As days passed, my dad finally asked the doctor if there was a better hospital that could treat this type of injury or if there was another doctor we could get a second opinion from. We were told that there was a trauma center nearby that had a young doctor that specialized in traumatic hip fractures and would probably be better suited to repair my injury. I was transported there and within a few days went into surgery and the hip was repaired. I still had no idea what all would be needed to have a complete recovery.
Shortly after surgery I learned that I would not be able to put any weight on my right leg for three months. I was transferred to a rehab facility on Halloween. Let me clarify, rehab facility was a polite way of telling a 29-year-old man that he was going to a nursing home. While at this facility I had a lot of time to reflect. Of course, my family, girlfriend (who is now my wife) and coworkers stopped in regularly to check in on me, but there were still hours of time alone to reflect. I had decided during the hours I spent alone reflecting that I was going to bust my ass and fight to get back to work. I was constantly told by my doctors that there are no promises to if I would be able to walk normal, have a limp, or even be able to walk period. My recovery depended on how hard I worked. That was all I needed to hear. I was a college football player and had played sports my whole life. I knew what hard work was. And I was going to work harder than ever before to beat the odds.
I spent three months in the rehab facility. I spent Thanksgiving, Christmas, New Years all in the same place. My days consisted of therapy twice a day and every task of my day to day life was a chore. To get out of bed, I needed to call a nurse and everything I wanted or needed required assistance. This forced me to spend the rest of the day within my room in bed. I never left my room (even for meals) except to go to therapy. I had nothing in common with the other patients within this facility and the closest person to me age was probably 50 years older than me. I continued to work for three months. As I spent time in this facility my coworkers visiting went from daily to weekly to finally getting text messages and phone calls. This slow but steady change gave me more and more time alone, time to think, and time to question a lot of things. To say it was enjoyable is an understatement. This was probably the darkest time of my life.
I was released just before the Super Bowl and I knew there was still hard work to come. I was cleared to return to go back to work in May 2004.
My first night back to work, I made a traffic stop, and while speaking to the driver, he sped off. I was thinking that you have to be kidding me. I just spent months of grueling rehabilitation to come back to work only to have another violator speed off from me and secondly, I asked what i should have been asking from the first day after graduating the police academy, “is it worth it?”
I told myself no that day and reported the drive off from my traffic stop to dispatch and turned my squad around and went the other way.
Since returning to work in 2004, I have kept a picture of my wrecked squad car in my locker. When I got promoted and got an office I framed it and placed it on top of my file cabinet as a reminder to ask myself THE question any day I’m at work, “is it worth it?” I have shared my story with most of my coworkers when they ask about the picture. If they can learn from my errors then we are paying it forward right?
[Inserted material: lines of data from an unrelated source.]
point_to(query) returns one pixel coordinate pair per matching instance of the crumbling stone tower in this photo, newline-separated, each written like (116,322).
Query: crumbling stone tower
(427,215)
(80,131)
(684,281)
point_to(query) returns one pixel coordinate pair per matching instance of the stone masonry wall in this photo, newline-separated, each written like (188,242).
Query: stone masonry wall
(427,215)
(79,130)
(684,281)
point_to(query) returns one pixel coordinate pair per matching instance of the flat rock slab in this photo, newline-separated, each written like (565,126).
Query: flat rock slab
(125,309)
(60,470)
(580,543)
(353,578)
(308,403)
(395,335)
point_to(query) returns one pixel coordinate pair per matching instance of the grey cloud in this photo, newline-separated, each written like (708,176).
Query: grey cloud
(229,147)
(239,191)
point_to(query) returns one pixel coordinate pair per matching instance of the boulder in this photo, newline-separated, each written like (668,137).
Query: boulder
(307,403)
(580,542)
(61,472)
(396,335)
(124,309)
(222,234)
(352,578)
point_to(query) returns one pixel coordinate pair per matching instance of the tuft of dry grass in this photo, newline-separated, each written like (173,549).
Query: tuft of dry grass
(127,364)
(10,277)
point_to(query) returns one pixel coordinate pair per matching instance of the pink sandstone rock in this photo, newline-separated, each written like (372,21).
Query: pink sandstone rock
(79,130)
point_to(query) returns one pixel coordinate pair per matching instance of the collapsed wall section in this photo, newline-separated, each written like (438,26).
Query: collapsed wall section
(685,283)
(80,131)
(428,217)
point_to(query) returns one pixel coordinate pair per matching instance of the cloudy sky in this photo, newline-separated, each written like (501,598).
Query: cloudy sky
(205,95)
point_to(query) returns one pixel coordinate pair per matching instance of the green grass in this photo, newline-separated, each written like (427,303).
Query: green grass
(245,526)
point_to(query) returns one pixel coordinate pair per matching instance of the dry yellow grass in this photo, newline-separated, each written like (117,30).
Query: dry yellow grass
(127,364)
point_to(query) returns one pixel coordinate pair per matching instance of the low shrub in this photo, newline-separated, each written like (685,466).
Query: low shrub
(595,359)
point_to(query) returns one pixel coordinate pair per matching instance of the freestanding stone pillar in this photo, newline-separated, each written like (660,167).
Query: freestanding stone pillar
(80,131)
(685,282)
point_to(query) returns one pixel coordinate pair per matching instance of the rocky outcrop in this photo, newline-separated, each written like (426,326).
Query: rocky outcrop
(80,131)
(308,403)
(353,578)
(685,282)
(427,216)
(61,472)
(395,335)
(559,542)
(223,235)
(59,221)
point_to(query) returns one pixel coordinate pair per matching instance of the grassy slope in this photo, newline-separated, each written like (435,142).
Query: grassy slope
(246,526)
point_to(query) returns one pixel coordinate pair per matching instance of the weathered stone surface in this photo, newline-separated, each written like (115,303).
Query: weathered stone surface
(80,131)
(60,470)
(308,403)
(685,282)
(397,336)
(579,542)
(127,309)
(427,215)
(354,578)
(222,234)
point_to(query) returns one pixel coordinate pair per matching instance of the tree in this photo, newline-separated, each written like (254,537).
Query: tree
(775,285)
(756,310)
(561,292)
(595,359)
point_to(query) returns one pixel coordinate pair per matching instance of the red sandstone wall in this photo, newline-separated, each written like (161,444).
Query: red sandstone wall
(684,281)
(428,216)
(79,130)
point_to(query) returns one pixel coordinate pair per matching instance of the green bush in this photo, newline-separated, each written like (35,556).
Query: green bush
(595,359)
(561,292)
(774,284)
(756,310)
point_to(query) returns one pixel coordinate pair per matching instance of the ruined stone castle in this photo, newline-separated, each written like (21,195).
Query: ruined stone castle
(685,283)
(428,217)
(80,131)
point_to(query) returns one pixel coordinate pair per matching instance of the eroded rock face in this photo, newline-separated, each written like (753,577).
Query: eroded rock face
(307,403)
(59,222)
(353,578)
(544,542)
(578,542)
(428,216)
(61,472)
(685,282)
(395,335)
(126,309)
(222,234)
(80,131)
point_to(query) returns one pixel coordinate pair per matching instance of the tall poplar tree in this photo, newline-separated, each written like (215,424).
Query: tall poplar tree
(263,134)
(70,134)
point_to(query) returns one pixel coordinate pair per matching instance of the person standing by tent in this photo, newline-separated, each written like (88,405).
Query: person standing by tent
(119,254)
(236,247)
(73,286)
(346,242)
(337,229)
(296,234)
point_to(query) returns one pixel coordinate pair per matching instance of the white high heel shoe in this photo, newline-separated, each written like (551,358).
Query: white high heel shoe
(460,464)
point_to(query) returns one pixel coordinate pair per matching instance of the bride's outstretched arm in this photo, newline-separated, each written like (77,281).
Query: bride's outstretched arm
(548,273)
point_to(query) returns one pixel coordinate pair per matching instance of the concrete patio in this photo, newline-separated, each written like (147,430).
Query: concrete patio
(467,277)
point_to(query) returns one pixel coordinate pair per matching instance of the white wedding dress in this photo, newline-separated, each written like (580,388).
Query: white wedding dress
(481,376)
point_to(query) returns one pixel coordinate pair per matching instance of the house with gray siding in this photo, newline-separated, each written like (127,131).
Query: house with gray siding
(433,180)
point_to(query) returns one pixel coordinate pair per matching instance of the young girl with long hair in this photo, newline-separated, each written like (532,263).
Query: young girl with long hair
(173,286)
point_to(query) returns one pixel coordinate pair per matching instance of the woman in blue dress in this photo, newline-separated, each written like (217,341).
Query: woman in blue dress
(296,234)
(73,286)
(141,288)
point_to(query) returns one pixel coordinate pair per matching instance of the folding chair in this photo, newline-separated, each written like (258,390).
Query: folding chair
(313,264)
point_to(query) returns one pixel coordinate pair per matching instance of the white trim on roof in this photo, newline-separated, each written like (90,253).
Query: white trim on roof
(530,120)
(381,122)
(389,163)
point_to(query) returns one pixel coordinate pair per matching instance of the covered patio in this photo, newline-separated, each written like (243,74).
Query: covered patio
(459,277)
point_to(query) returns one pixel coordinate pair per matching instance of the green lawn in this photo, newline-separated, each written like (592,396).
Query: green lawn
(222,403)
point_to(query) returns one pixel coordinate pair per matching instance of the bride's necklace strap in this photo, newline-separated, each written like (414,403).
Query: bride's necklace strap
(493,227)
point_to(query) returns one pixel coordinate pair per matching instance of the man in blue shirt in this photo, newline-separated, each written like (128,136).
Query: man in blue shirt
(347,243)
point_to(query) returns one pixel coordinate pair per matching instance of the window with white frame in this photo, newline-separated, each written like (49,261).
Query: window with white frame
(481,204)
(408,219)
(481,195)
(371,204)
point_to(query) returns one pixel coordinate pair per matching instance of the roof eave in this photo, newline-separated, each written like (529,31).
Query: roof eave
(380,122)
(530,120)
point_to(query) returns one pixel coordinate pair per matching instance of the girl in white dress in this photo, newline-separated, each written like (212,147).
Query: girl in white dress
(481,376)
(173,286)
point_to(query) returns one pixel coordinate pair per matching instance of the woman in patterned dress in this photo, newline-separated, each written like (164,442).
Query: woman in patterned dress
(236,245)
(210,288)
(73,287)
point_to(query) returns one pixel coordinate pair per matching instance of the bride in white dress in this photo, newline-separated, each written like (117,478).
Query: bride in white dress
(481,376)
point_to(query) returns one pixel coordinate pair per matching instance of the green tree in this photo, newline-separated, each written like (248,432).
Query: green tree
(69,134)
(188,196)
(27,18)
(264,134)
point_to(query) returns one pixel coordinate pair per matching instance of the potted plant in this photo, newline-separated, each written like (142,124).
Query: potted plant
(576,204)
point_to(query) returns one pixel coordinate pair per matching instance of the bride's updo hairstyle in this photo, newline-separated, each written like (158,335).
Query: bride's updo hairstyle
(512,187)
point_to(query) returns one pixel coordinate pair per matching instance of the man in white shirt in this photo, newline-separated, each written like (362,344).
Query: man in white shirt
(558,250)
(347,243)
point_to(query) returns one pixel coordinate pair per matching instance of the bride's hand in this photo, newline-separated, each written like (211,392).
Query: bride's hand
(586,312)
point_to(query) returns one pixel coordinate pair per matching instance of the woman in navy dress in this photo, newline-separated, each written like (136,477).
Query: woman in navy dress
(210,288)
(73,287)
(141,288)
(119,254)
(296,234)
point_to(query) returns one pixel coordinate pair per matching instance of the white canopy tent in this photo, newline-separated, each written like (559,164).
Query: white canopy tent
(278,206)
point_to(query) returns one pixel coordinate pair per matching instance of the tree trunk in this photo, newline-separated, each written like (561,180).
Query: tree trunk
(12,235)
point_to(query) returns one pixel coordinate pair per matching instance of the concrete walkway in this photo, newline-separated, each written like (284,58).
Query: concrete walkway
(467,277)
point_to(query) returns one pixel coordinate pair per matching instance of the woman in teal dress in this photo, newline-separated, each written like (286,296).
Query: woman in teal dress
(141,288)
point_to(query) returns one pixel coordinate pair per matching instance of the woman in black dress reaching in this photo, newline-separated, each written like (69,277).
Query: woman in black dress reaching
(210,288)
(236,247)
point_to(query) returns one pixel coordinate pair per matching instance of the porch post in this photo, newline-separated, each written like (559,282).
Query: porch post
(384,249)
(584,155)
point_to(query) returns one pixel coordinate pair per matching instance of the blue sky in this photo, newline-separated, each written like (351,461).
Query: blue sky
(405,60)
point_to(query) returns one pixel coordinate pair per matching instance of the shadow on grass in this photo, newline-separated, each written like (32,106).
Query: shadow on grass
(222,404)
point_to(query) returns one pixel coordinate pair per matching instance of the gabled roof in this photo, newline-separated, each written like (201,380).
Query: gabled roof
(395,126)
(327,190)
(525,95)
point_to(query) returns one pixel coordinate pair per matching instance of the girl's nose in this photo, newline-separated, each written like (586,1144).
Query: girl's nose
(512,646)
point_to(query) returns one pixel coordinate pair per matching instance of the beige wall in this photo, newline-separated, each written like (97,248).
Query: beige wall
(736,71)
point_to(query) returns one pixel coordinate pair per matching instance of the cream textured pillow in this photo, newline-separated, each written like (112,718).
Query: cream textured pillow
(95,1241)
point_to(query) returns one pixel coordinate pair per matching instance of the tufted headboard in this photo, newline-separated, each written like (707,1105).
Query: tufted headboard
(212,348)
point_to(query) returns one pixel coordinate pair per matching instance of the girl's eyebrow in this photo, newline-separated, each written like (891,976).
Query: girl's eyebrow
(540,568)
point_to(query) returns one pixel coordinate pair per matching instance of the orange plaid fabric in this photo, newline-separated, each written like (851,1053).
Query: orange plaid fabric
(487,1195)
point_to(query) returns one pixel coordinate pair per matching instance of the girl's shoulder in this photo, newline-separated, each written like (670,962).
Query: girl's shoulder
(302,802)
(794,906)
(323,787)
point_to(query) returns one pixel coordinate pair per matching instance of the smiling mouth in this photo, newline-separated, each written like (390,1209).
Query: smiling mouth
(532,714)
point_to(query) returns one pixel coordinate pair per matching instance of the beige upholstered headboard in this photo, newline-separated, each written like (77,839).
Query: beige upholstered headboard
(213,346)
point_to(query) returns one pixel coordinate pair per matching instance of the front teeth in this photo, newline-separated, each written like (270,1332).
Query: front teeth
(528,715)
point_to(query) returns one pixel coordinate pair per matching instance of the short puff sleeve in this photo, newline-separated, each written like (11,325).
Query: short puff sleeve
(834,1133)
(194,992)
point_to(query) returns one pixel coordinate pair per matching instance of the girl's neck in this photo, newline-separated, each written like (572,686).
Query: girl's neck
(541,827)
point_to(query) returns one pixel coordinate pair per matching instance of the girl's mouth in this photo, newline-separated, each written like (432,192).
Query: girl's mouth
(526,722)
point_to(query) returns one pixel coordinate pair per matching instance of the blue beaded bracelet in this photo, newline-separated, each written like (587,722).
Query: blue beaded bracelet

As I conclude, I want to ask each of you a sincere question.
“Is it worth it?”
Rodney Erb is a 21 year public service veteran. He is currently a Sergeant with the Lakemoor, Illinois Police Department. Rodney’s daily tasks include overseeing the operations division of his agency. Rodney is also a certified firearms and less lethal instructor. He received his Bachelor of Science degree in Criminal Justice from Aurora University and is also a graduate of the Northwestern University Center for Public Safety School of Staff and Command.